For perspective, here’s what the week has wrought: As of last night’s close, and compared to last Friday’s close, the Dow is higher by 1.18%, the TSX by more than 2% and oil +4.57%. Volatility is a day-to-day event, the result is often times something different. Anyway, Friday is here and while Chinese markets rallied, the rest of the world is giving some back (remember the Dow was up 1000 points in two days).

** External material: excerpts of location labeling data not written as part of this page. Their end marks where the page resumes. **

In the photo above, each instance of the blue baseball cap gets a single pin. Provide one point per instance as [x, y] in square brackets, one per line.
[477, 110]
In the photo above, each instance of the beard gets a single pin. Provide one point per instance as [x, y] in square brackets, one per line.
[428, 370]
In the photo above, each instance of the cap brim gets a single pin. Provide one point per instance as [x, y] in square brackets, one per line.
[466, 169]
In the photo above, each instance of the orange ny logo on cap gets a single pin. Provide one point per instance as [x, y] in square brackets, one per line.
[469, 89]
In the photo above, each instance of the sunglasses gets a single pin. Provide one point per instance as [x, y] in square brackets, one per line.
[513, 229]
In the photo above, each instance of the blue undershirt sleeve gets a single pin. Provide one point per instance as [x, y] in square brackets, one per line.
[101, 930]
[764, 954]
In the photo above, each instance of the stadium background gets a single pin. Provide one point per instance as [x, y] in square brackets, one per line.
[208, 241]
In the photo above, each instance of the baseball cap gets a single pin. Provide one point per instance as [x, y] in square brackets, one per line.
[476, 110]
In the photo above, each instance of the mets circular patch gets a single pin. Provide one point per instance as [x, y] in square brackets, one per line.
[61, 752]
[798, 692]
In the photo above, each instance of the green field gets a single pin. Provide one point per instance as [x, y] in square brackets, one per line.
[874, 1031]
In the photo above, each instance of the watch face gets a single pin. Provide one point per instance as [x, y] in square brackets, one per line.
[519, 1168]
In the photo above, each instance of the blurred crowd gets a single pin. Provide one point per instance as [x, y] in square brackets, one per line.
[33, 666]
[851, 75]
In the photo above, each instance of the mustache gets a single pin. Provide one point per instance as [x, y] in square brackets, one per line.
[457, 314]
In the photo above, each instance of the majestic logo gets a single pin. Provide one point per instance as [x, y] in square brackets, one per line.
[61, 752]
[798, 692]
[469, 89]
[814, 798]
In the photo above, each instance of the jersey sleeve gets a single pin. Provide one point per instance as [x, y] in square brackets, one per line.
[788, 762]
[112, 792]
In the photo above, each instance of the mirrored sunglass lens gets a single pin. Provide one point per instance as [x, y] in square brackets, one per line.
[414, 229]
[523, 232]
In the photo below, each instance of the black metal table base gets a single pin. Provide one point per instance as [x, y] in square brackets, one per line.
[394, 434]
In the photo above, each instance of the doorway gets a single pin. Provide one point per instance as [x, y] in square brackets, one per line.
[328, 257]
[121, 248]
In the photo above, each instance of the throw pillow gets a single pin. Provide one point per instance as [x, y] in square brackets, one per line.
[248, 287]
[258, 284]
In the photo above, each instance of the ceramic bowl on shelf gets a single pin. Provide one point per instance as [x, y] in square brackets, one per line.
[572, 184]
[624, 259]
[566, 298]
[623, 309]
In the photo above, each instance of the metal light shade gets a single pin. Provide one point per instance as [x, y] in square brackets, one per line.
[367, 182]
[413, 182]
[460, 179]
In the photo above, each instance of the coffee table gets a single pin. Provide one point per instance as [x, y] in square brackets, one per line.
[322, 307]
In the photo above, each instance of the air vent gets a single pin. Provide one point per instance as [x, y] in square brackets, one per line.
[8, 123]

What is the street watching? First, there is a report circling from JP Morgan’s quantitative team that highlights the potential for some significant selling ahead based on option and derivative positioning by trading accounts such as CTAs (commodity trading accounts), Risk Parity portfolios and Volatility Managed strategies. The report reads like a math treatise and easily undermines anyone’s belief that investing is all about buying good companies at good prices. The upshot of the report is that more wild down swings (like Monday’s 1100 point drop) are head. There is one glimmer of hope in the article is that some of these positions could be the first to reverse (that is start buying) when volatility declines. This report is being given some attention because a similar report was distributed last Friday that essentially laid out the events for Monday. We’ll see.
The street is also watching the last of the bank earnings with a modest beat by Bank of Nova Scotia that belies the strong underlying performance including +15% in Canadian banking and +11% in international banking. As Greg Bonnell noted this morning, if this is how our Canadian banks weather the weakening storm of the Canadian and international economies, they’ll be pretty well set-up for the improvement on the other side. We’ll be speaking with the CFO of Scotia this morning. The bulls like the numbers for BNS; the bears however have some lingering concerns. The three banks that were expected to raise dividends (Royal, CIBC and BNS) did so. And the cycle continues.
The world is waiting for Jackson Hole this weekend and especially the key note speaker, Stanley Fischer. Notwithstanding the markets react to comments from Dudley and George and Lockhart, the two people that matter most are Janet Yellen (not attending the conference) and Mr. Fischer. His words will be well parsed for his leaning on the next move (September, October, December, next year). Apparently the must attend event is a discussion on global inflation with Mr. Fischer, BOE Governor Mark Carney and the Reserve Bank of India Governor Raghuram Rajan.
Analyst are changing opinions this morning including a buy rating on CIBC from Veritas, buy of Citigroup from Guggenheim and New Gold a buy at Mackie Research.
Finally, there are bulls and bears out there. Carl Icahn is probably neither but pragmatic. He has taken an 8.48% stake in Freeport McMoRan – one of the worst performing S&P 500 stocks in the past three years having collapsed from more than $60 to a low of $7.52 this week. Will be an interesting story to watch – gold, copper, and oil.
Keeping it short today. Join us at BNN today when the President of the CFA Institute provides a four-point plan for how the financial services industry can clean up its act. We’ll also talk pot and politics (but not together!). Have a great weekend.